Les premières semaines de la vie d’un embryon humain sont cruciales pour le développement futur de l’individu. Comment se déroulent les premiers instants de la vie embryonnaire chez l’humain ? Quels sont les modèles qui nous permettent de les étudier ? Les modèles animaux, comme la souris, sont utilisés mais diffèrent significativement. Les organoïdes, qui imitent partiellement les organes humains, ne reflètent pas toute la complexité du développement d’un embryon. En 2022, deux équipes créaient des embryons de souris, indépendamment de toute fécondation. Début septembre 2023, une équipe israélienne annonçait la réalisation à partir de cellules souches d’un embryon de synthèse ou embryoïde humain, comparable à un embryon humain de 13 à 14 jours.

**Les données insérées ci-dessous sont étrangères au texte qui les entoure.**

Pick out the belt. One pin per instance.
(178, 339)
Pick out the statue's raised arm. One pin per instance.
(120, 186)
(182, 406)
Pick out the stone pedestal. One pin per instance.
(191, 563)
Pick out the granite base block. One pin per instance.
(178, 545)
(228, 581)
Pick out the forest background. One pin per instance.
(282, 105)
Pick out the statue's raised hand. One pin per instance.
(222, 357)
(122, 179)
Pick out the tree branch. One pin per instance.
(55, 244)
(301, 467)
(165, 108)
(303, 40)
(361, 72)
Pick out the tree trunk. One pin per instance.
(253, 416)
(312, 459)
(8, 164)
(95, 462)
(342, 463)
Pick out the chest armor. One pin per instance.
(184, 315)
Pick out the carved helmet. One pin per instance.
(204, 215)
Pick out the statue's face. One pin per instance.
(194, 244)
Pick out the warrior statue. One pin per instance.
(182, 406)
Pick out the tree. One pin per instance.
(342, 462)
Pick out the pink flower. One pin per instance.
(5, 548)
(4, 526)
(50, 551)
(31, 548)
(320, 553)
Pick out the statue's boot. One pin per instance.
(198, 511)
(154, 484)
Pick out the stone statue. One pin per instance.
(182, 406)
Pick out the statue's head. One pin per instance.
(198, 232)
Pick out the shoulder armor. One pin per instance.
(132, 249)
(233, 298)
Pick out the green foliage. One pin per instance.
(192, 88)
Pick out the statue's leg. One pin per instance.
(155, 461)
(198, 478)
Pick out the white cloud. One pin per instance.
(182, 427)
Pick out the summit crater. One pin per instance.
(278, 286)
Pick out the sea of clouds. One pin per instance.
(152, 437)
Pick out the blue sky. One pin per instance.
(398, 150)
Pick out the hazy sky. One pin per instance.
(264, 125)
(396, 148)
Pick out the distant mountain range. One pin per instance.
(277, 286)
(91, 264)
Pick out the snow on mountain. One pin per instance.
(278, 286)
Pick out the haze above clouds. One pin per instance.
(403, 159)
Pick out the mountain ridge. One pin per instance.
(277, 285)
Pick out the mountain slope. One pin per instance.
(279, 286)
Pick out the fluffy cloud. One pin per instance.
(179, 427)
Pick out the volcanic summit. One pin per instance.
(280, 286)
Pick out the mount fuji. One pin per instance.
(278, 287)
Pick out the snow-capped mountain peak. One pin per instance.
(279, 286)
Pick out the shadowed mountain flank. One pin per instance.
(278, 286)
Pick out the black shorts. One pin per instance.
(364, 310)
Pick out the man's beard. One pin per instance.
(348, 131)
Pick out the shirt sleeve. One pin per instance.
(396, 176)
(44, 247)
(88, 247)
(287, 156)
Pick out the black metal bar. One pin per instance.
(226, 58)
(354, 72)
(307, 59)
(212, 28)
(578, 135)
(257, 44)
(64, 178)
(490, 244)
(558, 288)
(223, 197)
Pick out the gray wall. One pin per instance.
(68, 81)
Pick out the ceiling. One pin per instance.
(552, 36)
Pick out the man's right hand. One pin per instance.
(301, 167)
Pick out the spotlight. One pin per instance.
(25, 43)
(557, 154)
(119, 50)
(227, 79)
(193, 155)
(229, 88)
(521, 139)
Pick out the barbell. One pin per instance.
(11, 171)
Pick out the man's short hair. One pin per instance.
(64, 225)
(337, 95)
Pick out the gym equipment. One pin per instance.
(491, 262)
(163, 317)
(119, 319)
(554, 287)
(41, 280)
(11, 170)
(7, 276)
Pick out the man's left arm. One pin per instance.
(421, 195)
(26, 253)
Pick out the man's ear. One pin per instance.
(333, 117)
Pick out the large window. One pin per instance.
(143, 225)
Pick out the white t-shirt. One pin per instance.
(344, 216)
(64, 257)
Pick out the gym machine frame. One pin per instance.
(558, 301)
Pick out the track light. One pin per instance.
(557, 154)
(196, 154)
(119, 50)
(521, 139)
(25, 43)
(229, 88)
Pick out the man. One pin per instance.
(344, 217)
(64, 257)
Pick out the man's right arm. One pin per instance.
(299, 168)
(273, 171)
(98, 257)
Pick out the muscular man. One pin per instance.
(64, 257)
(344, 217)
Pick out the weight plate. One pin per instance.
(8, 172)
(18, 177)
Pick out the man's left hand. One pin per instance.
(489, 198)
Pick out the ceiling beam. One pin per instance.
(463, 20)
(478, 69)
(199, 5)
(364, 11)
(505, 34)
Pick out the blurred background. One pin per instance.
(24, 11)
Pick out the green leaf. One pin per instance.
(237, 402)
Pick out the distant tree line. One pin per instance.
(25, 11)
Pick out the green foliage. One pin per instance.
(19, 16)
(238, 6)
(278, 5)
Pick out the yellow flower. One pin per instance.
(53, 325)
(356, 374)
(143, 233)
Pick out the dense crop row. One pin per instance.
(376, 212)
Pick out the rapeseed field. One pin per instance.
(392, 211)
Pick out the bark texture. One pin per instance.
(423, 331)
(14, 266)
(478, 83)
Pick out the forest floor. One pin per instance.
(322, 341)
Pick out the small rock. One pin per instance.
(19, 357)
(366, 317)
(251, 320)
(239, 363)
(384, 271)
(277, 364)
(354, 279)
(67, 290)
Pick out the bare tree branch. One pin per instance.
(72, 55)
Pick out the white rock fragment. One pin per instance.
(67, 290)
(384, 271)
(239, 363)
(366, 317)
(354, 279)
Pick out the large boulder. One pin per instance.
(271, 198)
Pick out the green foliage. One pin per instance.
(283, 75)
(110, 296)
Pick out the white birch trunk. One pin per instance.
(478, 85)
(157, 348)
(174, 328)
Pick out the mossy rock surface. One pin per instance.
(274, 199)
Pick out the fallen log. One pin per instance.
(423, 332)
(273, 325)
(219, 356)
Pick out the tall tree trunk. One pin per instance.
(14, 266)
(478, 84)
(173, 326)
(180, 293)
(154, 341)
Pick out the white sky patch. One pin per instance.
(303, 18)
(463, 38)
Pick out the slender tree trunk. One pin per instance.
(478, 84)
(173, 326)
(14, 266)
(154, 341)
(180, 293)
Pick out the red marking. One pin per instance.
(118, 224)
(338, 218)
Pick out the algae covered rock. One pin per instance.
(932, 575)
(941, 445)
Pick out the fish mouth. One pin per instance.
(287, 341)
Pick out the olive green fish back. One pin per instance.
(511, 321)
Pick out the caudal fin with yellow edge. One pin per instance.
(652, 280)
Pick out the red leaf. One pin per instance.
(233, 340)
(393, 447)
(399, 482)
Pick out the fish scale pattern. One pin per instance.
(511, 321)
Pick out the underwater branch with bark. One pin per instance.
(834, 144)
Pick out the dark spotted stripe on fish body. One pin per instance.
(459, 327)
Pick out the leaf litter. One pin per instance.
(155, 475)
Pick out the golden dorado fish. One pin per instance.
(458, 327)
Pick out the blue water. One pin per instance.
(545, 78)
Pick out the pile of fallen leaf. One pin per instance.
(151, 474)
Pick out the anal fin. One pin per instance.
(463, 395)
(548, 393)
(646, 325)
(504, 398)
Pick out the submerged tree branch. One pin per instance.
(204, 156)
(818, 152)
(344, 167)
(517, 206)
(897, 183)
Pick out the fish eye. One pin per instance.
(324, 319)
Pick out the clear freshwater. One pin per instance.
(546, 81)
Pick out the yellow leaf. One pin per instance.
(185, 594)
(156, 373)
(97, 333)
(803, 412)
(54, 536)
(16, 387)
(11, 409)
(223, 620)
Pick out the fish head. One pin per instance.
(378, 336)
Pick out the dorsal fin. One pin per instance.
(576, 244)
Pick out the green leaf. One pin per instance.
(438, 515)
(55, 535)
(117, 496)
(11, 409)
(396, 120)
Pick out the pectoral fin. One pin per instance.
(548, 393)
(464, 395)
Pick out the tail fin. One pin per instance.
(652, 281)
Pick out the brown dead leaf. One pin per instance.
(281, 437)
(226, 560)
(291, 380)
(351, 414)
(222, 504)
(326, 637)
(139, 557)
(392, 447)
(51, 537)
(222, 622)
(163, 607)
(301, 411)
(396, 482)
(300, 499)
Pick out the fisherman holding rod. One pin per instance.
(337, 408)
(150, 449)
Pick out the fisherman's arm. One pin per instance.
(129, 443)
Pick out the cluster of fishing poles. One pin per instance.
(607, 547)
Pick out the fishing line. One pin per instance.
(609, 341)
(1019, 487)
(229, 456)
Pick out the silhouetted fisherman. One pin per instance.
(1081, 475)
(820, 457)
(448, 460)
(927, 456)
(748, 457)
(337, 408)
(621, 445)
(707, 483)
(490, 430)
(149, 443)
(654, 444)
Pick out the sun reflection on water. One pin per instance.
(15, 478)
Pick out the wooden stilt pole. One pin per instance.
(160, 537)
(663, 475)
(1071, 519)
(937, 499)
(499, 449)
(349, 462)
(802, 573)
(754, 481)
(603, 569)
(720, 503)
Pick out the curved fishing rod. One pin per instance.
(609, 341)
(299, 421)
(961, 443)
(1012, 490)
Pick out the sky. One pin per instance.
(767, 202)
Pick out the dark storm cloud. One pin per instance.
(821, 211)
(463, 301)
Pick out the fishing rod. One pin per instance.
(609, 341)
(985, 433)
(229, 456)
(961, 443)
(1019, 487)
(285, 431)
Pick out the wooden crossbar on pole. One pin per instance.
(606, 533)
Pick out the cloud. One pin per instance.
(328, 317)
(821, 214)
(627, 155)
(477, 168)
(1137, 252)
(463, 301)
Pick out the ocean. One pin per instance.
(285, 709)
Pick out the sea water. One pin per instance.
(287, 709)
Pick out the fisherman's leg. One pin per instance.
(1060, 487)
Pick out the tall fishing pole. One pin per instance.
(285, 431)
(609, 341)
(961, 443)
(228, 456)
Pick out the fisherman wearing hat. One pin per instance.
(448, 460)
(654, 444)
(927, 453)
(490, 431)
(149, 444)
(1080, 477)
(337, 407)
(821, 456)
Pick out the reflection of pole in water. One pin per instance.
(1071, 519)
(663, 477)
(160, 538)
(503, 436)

Le développement se déroule selon une séquence établie d’événements finement orchestrés, qui conduit à partir d’une cellule à la formation d’un individu constitué de 10 à 100 mille milliards de cellules. Si ces premières semaines se déroulent selon un plan robuste, l’embryon reste vulnérable. La moindre altération de ces étapes peut conduire à des avortements spontanés ou à des malformations sévères du fœtus. Les avortements spontanés représentent une part importante des développements qui échouent, estimés à 70 % des fécondations. La plupart de ces pertes surviennent avant l’implantation de l’embryon dans l’utérus, ou avant la fin du cycle menstruel, à un stade où le nombre de cellules contenues dans l’embryon varie de 100 à 200 cellules ; de nombreux avortements spontanés passent donc totalement inaperçus.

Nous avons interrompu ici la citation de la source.